Business students promote Leicester Comedy Festival 2018

International students from the University of Leicester’s School of Business have collaborated on a live project to promote the Leicester Comedy Festival.

Leicester loves a laugh. This week sees the return of the Leicester Comedy Festival, celebrating its 25th anniversary, with over 830 shows in 69 venues across Leicester, Leicestershire and Rutland from 7 - 25 February. This year’s star performers at Europe’s longest-running comedy festival include Harry Hill, Katherine Ryan, Sara Pascoe, Ahir Shah and Alison Thea-Skot.
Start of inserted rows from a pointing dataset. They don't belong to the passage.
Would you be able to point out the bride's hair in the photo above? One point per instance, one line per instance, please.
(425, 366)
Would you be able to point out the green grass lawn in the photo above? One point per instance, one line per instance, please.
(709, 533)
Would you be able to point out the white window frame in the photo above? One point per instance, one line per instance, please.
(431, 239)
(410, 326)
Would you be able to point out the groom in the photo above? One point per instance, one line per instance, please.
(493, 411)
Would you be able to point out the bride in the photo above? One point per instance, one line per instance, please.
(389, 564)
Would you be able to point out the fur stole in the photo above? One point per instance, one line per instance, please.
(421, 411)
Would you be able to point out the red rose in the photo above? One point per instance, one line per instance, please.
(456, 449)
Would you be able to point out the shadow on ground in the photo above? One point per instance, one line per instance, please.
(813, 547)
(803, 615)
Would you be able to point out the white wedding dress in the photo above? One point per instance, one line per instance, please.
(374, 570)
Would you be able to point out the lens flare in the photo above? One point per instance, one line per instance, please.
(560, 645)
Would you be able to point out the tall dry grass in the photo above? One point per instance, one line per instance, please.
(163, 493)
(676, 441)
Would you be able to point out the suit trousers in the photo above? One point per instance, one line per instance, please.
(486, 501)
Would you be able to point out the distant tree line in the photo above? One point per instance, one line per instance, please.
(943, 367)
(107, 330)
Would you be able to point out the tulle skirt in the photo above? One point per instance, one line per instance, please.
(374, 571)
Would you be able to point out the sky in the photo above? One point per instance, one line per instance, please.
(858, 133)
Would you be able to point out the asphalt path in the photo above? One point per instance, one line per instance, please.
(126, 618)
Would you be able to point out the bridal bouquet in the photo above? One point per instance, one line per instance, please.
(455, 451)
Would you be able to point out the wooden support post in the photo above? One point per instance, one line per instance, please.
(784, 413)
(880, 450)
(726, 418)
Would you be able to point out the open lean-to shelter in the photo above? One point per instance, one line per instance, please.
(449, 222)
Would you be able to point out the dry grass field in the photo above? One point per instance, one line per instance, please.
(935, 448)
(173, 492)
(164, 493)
The students are enrolled on the University’s new MSc Marketing for the Creative Industries programme, which was launched in September. The brief was to review the Comedy Festival’s branding and communication techniques and propose ways in which they could be amended in line with the festival’s audiences. Their research included a Q&A session with the festival’s founder and director, Geoff Rowe, who remarked: “Around a third of visitors to the Comedy Festival are from Leicestershire. My aim was for everyone in the county to know it’s on here in February, but now I’d like everyone in the world to know!”

This project has allowed the students to apply the branding and promotion theory and practice that they’ve learnt to the Comedy Festival They’ve gained valuable experience of working with an ideal organisation for this new marketing programme, with its focus on the creative industries, that they couldn’t gain just from lectures and textbooks. The students also collaborated with the marketing team at the University of Leicester’s Attenborough Arts Centre, one of the venues for the comedy festival.

Dr Helen Goworek, Lecturer in Creative Marketing at the School of Business, has run live projects to promote specific shows at the Leicester Comedy Festival with her MSc Marketing students on a voluntary basis for the last three years. Last year she incorporated plans to promote the festival into the MSc Marketing for the Creative Industries programme when developing new course content.